After reading the preceding paragraph, you should have some idea of what it was like to be Antoine (i.e., not good). Consider that, just a page or two later, readers are informed (in grim detail) how Antoine murdered Pierre.

think about it
Would your reaction to Pierre's murder be different if you hadn't been given a humanizing glimpse into Antoine's lonely childhood?


5. Relevant Detail

Relevant detail is included in a narrative to gain the focused attention of readers. Focused attention is achieved when writers include the events or things that readers must know in order for the narrative to make sense to them.

hint
Relevant details are those which aren't just relevant, but are necessary to the narrative.

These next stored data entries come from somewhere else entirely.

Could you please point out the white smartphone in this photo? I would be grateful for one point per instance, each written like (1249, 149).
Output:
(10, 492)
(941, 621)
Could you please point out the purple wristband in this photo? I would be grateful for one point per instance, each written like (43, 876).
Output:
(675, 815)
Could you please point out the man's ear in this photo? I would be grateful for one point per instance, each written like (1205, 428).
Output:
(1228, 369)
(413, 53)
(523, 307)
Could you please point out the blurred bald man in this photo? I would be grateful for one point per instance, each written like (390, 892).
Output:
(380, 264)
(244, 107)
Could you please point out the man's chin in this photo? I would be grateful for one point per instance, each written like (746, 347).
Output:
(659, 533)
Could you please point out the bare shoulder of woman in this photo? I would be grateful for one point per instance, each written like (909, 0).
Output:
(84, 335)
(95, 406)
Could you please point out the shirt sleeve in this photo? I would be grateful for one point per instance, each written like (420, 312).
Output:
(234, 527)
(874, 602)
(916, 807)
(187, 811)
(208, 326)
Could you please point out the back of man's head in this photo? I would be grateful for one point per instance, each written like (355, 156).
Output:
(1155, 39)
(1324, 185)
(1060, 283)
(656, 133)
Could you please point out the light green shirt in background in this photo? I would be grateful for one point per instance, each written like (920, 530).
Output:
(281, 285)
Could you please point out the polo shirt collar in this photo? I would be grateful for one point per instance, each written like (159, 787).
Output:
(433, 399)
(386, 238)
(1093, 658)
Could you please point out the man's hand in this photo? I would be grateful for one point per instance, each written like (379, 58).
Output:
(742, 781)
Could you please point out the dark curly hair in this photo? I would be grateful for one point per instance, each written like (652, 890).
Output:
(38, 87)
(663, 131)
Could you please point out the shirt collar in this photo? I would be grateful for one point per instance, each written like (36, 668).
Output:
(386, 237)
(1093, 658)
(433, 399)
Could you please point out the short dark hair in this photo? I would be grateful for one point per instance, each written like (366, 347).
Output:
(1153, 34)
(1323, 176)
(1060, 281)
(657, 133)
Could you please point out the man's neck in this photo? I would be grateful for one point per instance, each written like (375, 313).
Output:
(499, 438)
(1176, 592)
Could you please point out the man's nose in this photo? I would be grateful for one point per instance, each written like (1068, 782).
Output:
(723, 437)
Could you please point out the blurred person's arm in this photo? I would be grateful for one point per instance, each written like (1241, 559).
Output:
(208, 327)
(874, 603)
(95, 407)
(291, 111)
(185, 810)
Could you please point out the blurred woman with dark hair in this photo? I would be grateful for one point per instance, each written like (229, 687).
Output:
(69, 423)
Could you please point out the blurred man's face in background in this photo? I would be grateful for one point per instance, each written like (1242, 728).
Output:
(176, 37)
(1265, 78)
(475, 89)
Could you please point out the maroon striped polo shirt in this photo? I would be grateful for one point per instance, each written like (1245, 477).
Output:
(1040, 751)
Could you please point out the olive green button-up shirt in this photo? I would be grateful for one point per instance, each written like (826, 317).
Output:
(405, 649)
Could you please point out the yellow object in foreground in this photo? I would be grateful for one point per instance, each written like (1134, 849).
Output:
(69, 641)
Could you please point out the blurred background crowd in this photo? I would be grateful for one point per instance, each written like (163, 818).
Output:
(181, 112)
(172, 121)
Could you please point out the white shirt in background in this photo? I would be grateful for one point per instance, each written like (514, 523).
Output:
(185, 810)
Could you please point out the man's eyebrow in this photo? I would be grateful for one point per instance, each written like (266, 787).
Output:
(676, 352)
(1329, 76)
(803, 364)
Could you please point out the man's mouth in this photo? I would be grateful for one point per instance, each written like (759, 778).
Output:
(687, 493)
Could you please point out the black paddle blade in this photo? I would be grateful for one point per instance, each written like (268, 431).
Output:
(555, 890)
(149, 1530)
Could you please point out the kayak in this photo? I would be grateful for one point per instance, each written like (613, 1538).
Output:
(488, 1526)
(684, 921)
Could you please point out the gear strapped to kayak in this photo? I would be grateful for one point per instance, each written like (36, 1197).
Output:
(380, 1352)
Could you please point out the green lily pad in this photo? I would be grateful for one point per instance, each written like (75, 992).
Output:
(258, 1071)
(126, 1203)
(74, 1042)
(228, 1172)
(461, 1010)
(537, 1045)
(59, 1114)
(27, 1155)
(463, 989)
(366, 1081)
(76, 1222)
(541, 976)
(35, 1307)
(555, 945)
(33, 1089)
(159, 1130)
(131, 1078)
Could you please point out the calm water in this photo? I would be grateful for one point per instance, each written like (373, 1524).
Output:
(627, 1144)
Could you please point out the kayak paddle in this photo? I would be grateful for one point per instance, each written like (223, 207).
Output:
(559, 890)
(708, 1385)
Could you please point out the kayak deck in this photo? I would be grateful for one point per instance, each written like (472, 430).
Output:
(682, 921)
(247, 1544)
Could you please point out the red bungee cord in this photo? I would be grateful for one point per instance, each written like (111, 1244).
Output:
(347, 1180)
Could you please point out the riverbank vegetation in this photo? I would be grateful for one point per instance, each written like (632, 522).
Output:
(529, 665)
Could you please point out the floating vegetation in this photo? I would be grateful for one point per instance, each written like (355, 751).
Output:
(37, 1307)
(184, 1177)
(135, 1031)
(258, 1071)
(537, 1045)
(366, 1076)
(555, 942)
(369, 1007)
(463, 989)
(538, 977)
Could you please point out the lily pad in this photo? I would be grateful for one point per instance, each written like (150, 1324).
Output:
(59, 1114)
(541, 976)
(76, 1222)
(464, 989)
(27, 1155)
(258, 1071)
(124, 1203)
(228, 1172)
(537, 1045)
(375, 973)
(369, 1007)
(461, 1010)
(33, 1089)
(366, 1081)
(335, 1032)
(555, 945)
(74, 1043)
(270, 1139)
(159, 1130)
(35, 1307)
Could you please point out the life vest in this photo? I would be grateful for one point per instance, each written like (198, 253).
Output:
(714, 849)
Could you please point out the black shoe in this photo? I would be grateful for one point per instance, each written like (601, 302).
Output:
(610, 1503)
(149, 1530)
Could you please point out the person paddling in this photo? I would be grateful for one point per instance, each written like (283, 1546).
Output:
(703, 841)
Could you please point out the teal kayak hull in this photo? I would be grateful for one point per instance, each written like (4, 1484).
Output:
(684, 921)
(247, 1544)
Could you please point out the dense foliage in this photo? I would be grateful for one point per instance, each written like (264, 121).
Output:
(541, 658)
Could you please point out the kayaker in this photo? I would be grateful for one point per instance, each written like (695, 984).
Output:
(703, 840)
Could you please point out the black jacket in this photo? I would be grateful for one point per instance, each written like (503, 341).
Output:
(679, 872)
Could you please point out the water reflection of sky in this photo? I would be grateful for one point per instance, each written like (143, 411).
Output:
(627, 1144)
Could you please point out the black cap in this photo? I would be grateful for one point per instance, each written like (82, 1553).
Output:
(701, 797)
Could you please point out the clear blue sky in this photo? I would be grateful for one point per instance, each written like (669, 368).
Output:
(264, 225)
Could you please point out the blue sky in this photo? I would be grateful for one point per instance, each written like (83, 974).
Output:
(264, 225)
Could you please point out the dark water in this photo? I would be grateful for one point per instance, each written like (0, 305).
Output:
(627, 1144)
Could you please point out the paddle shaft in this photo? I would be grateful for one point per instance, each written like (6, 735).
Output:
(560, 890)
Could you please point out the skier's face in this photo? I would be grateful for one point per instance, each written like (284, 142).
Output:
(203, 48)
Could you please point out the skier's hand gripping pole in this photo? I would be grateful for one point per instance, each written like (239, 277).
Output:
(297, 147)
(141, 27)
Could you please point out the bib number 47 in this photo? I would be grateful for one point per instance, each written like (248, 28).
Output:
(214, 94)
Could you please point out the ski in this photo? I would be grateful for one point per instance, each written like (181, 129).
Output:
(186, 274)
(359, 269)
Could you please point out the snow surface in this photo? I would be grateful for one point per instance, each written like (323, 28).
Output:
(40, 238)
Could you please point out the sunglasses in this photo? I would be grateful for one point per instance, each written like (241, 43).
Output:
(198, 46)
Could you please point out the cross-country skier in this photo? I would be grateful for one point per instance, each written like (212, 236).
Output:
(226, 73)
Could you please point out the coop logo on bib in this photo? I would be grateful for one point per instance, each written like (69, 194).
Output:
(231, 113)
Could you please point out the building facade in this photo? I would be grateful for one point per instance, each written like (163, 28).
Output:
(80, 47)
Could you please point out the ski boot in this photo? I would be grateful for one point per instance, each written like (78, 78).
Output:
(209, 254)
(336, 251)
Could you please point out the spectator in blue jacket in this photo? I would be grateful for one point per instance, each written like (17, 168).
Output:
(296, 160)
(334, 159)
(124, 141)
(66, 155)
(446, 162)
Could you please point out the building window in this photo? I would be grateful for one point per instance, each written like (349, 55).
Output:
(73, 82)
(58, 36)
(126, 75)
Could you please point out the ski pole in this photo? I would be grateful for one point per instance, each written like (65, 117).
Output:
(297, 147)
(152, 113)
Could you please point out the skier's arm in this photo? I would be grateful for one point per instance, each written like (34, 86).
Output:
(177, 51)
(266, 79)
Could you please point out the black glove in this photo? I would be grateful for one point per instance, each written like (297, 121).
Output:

Read the following excerpt from the introduction of The Autobiography of Benjamin Franklin:

This obscure family of ours was early in the Reformation, and continued Protestants through the reign of Queen Mary, when they were sometimes in danger of trouble on account of their zeal against popery. They had got an English Bible, and to conceal and secure it, it was fastened open with tapes under and within the cover of a joint-stool. When my great-great-grandfather read it to his family, he turned up the joint-stool upon his knees, turning over the leaves then under the tapes.

In this paragraph, Franklin wrote to his children about the early history of their family. He describes how they had to conceal their religious practices from the authorities in the years before the family emigrated to America. It conveys a sense of his love for his country, and the zeal with which he would defend it.

Now, read this passage, which occurs a page or so earlier in Franklin's Autobiography (i.e., before the previous passage about the Bible). Do you notice any differences?

John was bred a dyer, I believe of woollens, Benjamin was bred a silk dyer, serving an apprenticeship at London. He was an ingenious man. I remember him well, for when I was a boy he came over to my father in Boston, and lived in the house with us some years. He lived to a great age. His grandson, Samuel Franklin, now lives in Boston. He left behind him two quarto volumes, MS., of his own poetry, consisting of little occasional pieces addressed to his friends and relations, of which the following, sent to me, is a specimen. He had formed a short-hand of his own, which he taught me, but, never practising it, I have now forgot it.

Even without reading the later chapters of the Autobiography, it should be clear which of these two passages contain details that readers must know. It's likely that readers don't need to know that Franklin's Uncle John was a dyer (probably of wool).

hint
Here is the "litmus test" for detail: Can the narrative do without it (i.e., the detail in question)? If so, that detail should be left out of the narrative.


summary
This tutorial examined the following elements of personal narrative: voice, point of view, character, and relevant detail. It used examples from personal narratives to illustrate the effective use of these elements.